Adversarial Music: Real world Audio Adversary against Wake-word Detection System

Authors: Juncheng Li, Shuhui Qu, Xinjian Li, Joseph Szurley, J. Zico Kolter, Florian Metze

NeurIPS 2019 | Conference PDF | Archive PDF | Plain Text | LLM Run Details

Reproducibility Variable Result LLM Response
Research Type Experimental Our experiments show that we can effectively reduce the recognition F1 score of our emulated model from 93.4% to 11.0%. Finally, we tested our audio adversary over the air, and verified it works effectively against Alexa, reducing its F1 score from 92.5% to 11.0%.

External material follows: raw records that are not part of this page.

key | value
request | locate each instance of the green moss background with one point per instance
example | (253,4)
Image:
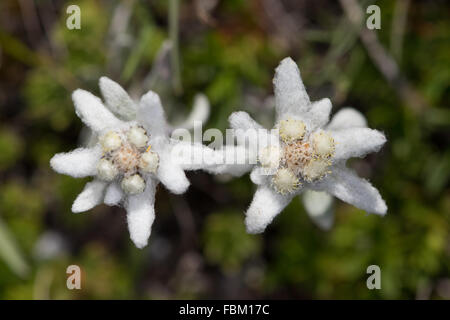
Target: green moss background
(228,49)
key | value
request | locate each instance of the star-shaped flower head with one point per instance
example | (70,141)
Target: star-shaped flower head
(132,154)
(308,154)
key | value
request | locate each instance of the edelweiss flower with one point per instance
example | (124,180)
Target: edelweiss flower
(132,154)
(308,154)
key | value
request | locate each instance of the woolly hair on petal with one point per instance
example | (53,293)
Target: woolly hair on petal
(172,176)
(78,163)
(151,113)
(290,93)
(319,206)
(347,118)
(242,120)
(265,206)
(345,184)
(92,112)
(91,196)
(114,194)
(117,99)
(356,142)
(141,214)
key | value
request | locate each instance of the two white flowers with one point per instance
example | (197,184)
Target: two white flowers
(134,152)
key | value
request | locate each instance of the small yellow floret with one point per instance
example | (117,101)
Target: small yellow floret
(149,162)
(133,184)
(285,181)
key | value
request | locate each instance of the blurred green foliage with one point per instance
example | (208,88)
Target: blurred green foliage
(232,61)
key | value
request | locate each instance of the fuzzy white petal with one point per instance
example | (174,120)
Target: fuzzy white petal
(114,194)
(242,120)
(151,113)
(258,176)
(347,118)
(92,112)
(266,204)
(171,174)
(79,163)
(141,214)
(117,99)
(91,196)
(344,184)
(319,206)
(319,114)
(356,142)
(290,93)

Researcher Affiliation Collaboration 1Carnegie Mellon University, 2Bosch Center for Artificial Intelligence, 3Stanford University
Pseudocode Yes Algorithm 1: Karplus-Strong algorithm
Open Source Code Yes 1Our code and demo videos can be accessed at https://www.junchengbillyli.com/ Adversarial Music;
Open Datasets Yes The training data for wake-word detection systems is very limited, so our model is first pre-trained with several large corpora [Cieri et al., 2004, Godfrey et al., 1992, Rousseau et al., 2012] to train a general acoustic model. ... We used LJ speech dataset [Ito, 2017] for background noise and negative speech examples (speak anything but "Alexa").

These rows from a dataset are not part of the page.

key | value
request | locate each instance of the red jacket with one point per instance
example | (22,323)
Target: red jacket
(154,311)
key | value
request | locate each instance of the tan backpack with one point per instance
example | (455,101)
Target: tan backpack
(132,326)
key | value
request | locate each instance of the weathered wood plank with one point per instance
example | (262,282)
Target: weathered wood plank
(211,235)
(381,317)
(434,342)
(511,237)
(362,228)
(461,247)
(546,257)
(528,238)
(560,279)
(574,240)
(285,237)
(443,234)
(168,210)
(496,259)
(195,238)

Dataset Splits No The paper mentions a 'reserved test set' and a 'collected database... used to validate our emulated model' but does not provide specific percentages or counts for training, validation, and test splits.
Hardware Specification No The paper mentions 'Mac Book Pro (15-inch, 2018) speaker', 'Alienware MX 18R2 speakers', and 'Logitech Z506 speakers' for playing the adversarial music, but does not specify the computational hardware (e.g., GPU/CPU models, memory) used for training or running the models for the experiments.

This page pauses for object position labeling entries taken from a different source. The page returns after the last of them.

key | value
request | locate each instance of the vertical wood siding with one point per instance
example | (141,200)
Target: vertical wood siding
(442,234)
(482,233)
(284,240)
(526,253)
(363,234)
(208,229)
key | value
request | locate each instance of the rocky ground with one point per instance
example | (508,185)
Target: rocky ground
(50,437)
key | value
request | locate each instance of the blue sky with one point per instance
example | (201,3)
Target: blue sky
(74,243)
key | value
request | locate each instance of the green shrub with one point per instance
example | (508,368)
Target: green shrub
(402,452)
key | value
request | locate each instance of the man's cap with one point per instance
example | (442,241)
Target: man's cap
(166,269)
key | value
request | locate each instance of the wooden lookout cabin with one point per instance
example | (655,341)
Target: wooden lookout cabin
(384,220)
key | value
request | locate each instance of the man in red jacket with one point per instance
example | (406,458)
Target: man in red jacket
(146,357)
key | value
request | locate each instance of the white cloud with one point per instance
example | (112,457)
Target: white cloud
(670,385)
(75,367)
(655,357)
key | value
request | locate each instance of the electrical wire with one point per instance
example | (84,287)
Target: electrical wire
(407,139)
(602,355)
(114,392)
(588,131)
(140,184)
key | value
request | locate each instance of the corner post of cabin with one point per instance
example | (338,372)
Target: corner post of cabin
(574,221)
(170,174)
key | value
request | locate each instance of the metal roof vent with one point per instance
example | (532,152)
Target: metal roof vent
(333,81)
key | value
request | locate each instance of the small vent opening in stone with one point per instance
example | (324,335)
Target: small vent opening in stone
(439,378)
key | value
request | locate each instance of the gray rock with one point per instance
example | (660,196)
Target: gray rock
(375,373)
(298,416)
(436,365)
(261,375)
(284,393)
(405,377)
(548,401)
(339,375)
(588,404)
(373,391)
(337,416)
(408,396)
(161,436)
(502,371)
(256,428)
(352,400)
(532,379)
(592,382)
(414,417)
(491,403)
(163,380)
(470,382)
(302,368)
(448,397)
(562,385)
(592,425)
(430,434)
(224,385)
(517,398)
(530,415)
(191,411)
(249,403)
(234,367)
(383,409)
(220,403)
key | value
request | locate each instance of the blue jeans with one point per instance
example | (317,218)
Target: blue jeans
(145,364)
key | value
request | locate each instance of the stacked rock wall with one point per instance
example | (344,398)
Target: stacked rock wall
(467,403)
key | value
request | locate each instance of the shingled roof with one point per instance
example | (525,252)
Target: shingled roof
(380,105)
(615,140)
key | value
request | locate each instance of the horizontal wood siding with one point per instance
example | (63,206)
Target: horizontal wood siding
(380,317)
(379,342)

Software Dependencies No The paper mentions implementing the perturbation model 'with the Py Torch library', but does not specify a version number for PyTorch or any other software dependencies.
Experiment Setup Yes When using PGD to train, we restricted the frequency to 27.5Hz 4186Hz in the 88 notes space, and restricted the volume from 0 d BA 100 d BA. Other parameters are defined in the code, we fixed some parameters to speed up the training. ... We simulated our testing environments using the parameters shown in Table 2 to transform t(x) our digital adversary to compensate for the room impulse responses.